The two APOGEE instruments are at two different observatories: APO (north) and LCO (south)
MJD = JD - 2400000.5
SJD = MJD + 0.3 # at APO
SJD = MJD + 0.4 # at LCO
- APO is MST/MDT. This means that a new SJD occurs at 10:48 AM MST (UTC-7), instead of 5:00 PM MST (UTC-7).
- LCO is CLT/CLST. This means that a new SJD occurs at 12:48 PM CLT (UTC-4), instead of 7:00 PM CLT (UTC-4).

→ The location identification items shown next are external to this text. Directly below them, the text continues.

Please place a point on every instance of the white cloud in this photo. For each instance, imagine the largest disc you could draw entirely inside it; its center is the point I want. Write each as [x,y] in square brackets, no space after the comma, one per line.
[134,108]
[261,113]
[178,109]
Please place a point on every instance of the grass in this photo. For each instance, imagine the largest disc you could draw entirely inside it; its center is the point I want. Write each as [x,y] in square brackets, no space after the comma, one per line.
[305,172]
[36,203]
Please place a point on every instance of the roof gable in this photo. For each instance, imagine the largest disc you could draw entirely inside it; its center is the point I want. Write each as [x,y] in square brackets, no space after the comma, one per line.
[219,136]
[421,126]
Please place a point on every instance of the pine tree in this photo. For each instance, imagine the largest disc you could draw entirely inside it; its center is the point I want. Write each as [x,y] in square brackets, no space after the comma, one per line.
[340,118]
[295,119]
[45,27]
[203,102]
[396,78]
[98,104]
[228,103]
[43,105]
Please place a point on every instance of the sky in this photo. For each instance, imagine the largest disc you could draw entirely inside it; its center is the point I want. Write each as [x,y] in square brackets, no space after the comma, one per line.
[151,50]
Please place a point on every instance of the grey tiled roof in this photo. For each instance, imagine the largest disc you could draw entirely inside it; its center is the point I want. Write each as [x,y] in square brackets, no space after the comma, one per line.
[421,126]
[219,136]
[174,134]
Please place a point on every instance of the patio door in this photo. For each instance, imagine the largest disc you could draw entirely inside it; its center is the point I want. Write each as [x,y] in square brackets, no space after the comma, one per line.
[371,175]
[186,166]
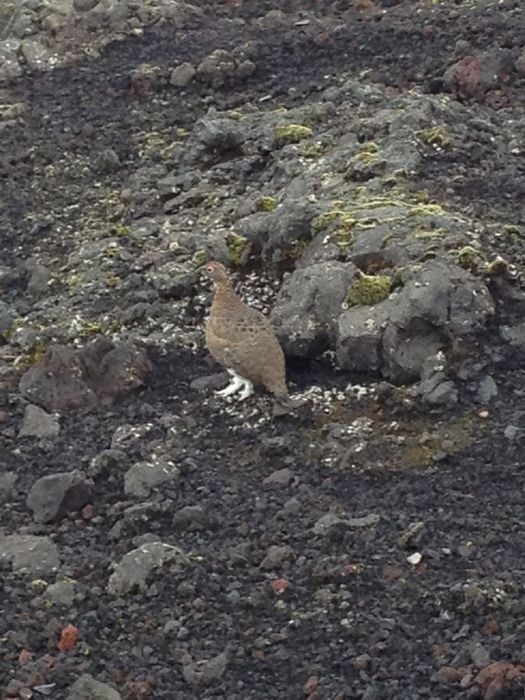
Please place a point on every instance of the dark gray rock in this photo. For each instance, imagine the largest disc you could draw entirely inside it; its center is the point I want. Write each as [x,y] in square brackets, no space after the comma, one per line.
[54,496]
[438,302]
[142,477]
[487,390]
[216,138]
[29,554]
[57,382]
[7,484]
[88,688]
[61,593]
[10,67]
[281,478]
[132,571]
[182,75]
[7,315]
[308,305]
[39,424]
[217,68]
[191,518]
[276,556]
[85,5]
[277,233]
[207,671]
[174,280]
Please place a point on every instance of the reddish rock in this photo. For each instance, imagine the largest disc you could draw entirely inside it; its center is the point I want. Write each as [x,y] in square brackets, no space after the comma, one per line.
[476,74]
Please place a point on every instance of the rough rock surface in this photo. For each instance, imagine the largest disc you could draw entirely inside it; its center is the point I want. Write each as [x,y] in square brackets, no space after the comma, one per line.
[358,166]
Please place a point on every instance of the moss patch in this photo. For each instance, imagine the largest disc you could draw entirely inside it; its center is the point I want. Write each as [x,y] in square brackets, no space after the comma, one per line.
[292,133]
[238,248]
[267,203]
[368,290]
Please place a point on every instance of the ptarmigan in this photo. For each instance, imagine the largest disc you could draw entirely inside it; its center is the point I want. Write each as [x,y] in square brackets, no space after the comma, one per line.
[242,339]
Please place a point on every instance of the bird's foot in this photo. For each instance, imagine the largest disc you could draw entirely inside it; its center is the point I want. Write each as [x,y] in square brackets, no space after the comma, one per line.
[235,384]
[247,390]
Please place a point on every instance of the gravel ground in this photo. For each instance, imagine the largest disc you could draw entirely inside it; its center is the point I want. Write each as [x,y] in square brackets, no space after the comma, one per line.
[159,542]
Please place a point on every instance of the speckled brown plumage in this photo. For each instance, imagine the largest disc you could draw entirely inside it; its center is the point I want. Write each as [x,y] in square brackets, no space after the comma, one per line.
[242,339]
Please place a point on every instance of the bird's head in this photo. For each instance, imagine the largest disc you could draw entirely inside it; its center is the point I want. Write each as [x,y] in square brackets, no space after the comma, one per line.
[217,272]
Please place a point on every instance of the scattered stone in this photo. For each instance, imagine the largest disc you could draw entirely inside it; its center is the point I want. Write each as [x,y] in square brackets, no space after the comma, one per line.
[412,535]
[205,672]
[276,556]
[480,656]
[56,383]
[61,593]
[191,518]
[279,479]
[87,688]
[365,521]
[85,5]
[133,570]
[311,685]
[142,477]
[53,496]
[29,554]
[37,423]
[35,54]
[487,390]
[474,75]
[182,75]
[7,485]
[362,662]
[10,67]
[498,676]
[328,522]
[414,559]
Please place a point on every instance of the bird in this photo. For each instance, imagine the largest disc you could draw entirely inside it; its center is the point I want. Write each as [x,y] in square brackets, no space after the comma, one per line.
[242,339]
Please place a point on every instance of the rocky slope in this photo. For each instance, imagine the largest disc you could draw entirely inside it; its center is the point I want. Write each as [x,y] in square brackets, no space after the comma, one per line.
[359,168]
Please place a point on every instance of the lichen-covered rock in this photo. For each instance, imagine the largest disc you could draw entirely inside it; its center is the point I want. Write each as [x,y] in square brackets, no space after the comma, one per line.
[437,303]
[55,495]
[88,688]
[29,554]
[308,305]
[134,568]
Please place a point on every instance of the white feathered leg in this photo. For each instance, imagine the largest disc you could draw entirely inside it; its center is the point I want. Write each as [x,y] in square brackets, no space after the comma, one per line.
[237,382]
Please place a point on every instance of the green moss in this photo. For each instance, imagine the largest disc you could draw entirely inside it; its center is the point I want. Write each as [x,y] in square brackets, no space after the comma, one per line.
[113,281]
[267,203]
[367,290]
[368,154]
[293,133]
[112,252]
[90,328]
[511,230]
[430,233]
[435,136]
[33,356]
[238,248]
[200,257]
[120,230]
[497,267]
[426,210]
[469,258]
[314,150]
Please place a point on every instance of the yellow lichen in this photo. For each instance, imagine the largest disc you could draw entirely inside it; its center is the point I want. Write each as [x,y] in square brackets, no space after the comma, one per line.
[497,267]
[267,203]
[436,136]
[199,257]
[469,258]
[238,248]
[368,154]
[293,133]
[367,290]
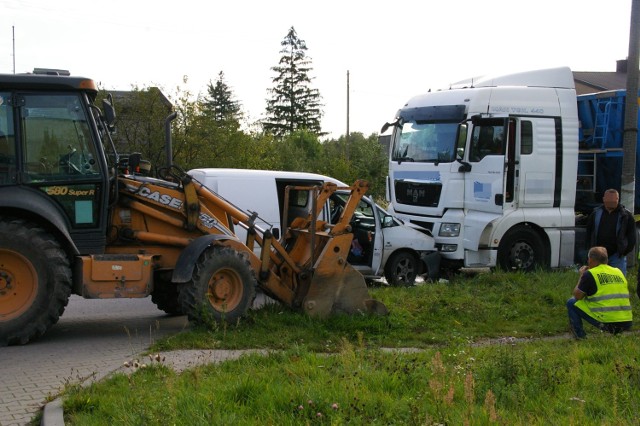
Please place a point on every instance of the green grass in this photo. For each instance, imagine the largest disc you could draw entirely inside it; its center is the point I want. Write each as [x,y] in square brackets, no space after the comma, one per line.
[466,308]
[334,372]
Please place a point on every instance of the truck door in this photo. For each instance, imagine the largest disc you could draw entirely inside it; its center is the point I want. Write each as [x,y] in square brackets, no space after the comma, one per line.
[367,246]
[485,183]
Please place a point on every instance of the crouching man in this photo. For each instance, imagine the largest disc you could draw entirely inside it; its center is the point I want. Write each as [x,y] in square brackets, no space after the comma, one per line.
[601,297]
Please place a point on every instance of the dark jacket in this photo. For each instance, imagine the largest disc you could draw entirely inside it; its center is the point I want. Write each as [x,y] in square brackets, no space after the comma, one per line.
[625,229]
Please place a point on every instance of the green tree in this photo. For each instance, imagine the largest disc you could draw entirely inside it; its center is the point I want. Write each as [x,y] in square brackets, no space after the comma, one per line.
[293,104]
[220,105]
[367,160]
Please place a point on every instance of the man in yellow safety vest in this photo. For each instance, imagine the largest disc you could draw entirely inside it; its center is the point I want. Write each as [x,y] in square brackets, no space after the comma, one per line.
[601,297]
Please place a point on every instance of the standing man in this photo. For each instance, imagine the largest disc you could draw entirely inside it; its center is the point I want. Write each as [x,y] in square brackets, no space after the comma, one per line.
[601,297]
[612,226]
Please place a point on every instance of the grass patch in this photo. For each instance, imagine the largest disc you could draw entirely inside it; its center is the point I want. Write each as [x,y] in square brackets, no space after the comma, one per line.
[466,308]
[530,383]
[335,371]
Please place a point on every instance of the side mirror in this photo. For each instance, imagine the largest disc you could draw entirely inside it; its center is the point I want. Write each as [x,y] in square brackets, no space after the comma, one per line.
[109,113]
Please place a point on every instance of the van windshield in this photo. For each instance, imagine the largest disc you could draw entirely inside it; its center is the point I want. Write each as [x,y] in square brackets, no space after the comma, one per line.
[425,142]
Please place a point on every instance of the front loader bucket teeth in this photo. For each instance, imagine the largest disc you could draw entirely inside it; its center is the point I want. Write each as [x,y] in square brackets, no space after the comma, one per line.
[336,287]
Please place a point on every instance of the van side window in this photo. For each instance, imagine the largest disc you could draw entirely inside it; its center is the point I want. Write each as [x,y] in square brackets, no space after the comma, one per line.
[526,137]
[298,198]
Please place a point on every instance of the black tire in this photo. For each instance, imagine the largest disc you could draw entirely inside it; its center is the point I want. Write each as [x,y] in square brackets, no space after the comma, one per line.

SJD is only ever used for rough definitions of a "day" (taking only the integer part), used mostly for foldering and grouping nightly calibrations with observations. However, long daytime calibration runs can sometimes be broken up by the SJD switch. In call cases, when precise timing is necessary, we convert from TAI to JD, storing at Float64 precision.
All contributions are welcome! Please feel free to open a PR with any changes you would like to see. We will help you troubleshoot any test failures, so please feel free to open a PR with in progress code, or even code in another coding language that has the functionality you would like to see. If you don't have any code related to your idea, please feel free to open an issue and we will help you get started.
Quick tips on Julia for Python programmers
To enable the Slack Messaging functionality, you need the OAuth token for the bot to be in your bashrc. Please contact the current repo owner for that token. Please also change the the channel key ENV["SLACK_CHANNEL"] in the src/utils.jl file to the "dev" version during development to reduce noise on the daily processing channel.